Nach dem Attentat wächst die Angst vor einem politischen Chaos.


Eine ohnehin turbulente politische Landschaft in Haiti drohte am Donnerstag in weiteres Chaos zu versinken, als ein Machtkampf zwischen zwei konkurrierenden Premierministern die Spannungen nach der Ermordung von Präsident Jovenel Moïse schürte.

Der Interims-Premierminister des Landes, Claude Joseph, hat erklärt, dass er das Sagen hat, und für 15 Tage den „Belagerungszustand“ ausgerufen, was das Land im Wesentlichen unter Kriegsrecht stellt. Doch selbst Verfassungsexperten sind sich unsicher, ob er die rechtliche Befugnis hat, dies durchzusetzen und an der Macht zu bleiben.

Herr Joseph sollte diese Woche durch Ariel Henry ersetzt werden, der in den letzten Tagen von Herrn Moïse zum Premierminister ernannt worden war.
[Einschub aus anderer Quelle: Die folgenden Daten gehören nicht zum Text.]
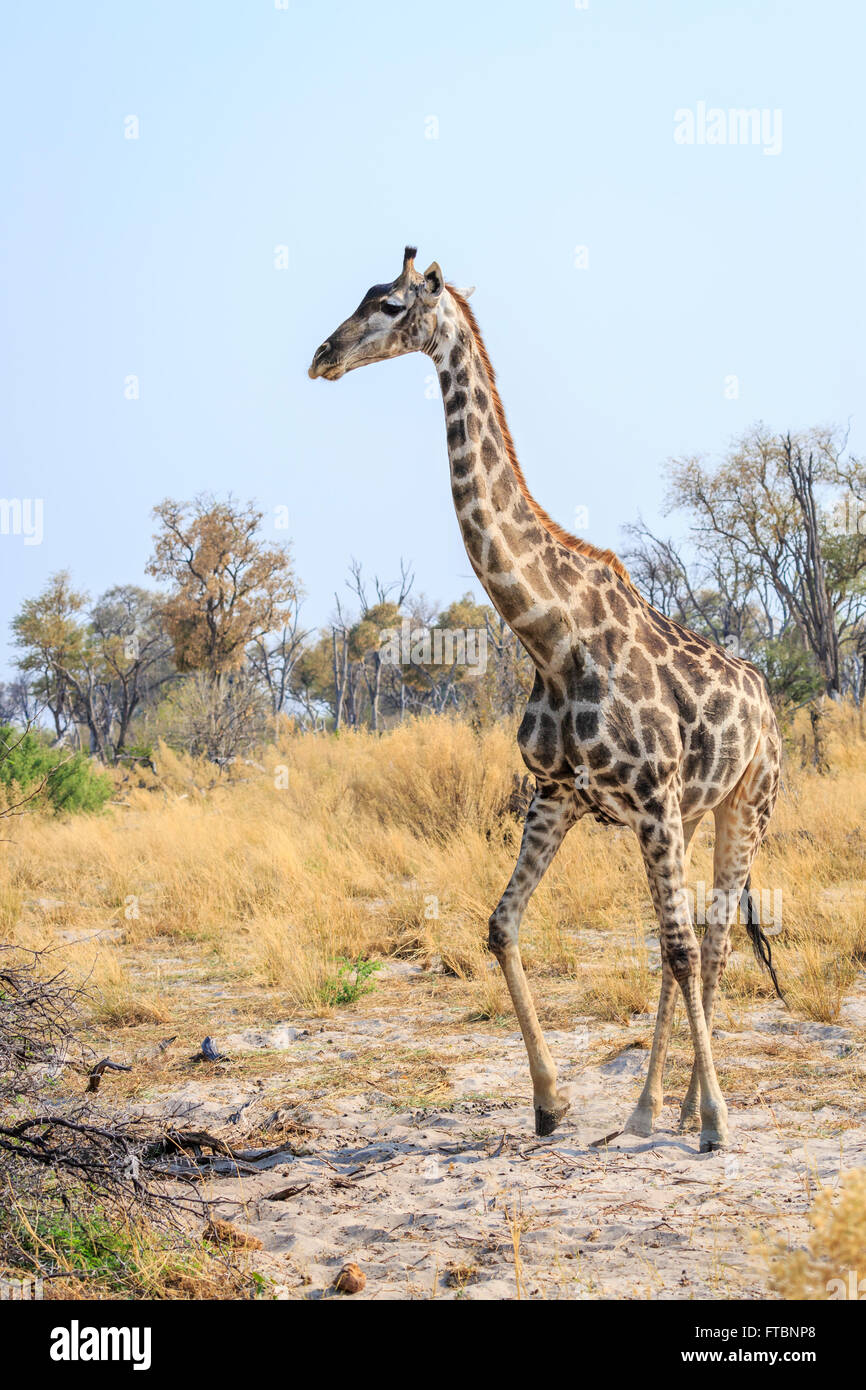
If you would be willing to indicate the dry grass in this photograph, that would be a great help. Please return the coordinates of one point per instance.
(206, 902)
(830, 1264)
(399, 845)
Aber Stunden nach der Ermordung übernahm Herr Joseph die Führung von Haiti und übernahm das Kommando über Polizei und Armee, um Ordnung und Stabilität zu gewährleisten.

Herr Henry sagte in einem Interview mit der Zeitung Nouvelliste, dass Herr Joseph „nicht mehr Premierminister“ sei und stattdessen sein Recht beanspruchte, die Regierung zu führen.

„Ich bin ein Premierminister mit einem Dekret, das zu meinen Gunsten erlassen wurde“, sagte Henry und fügte hinzu, dass er gerade dabei sei, seine Regierung zu bilden, deren Mitglied Herr Joseph sein sollte.

Herr Henry sagte, dass er „das Feuer nicht anheizen wollte“, kritisierte jedoch die Entscheidung von Herrn Joseph, einen Belagerungszustand zu verhängen, und forderte einen Dialog, der einen reibungslosen politischen Übergang gewährleisten könnte.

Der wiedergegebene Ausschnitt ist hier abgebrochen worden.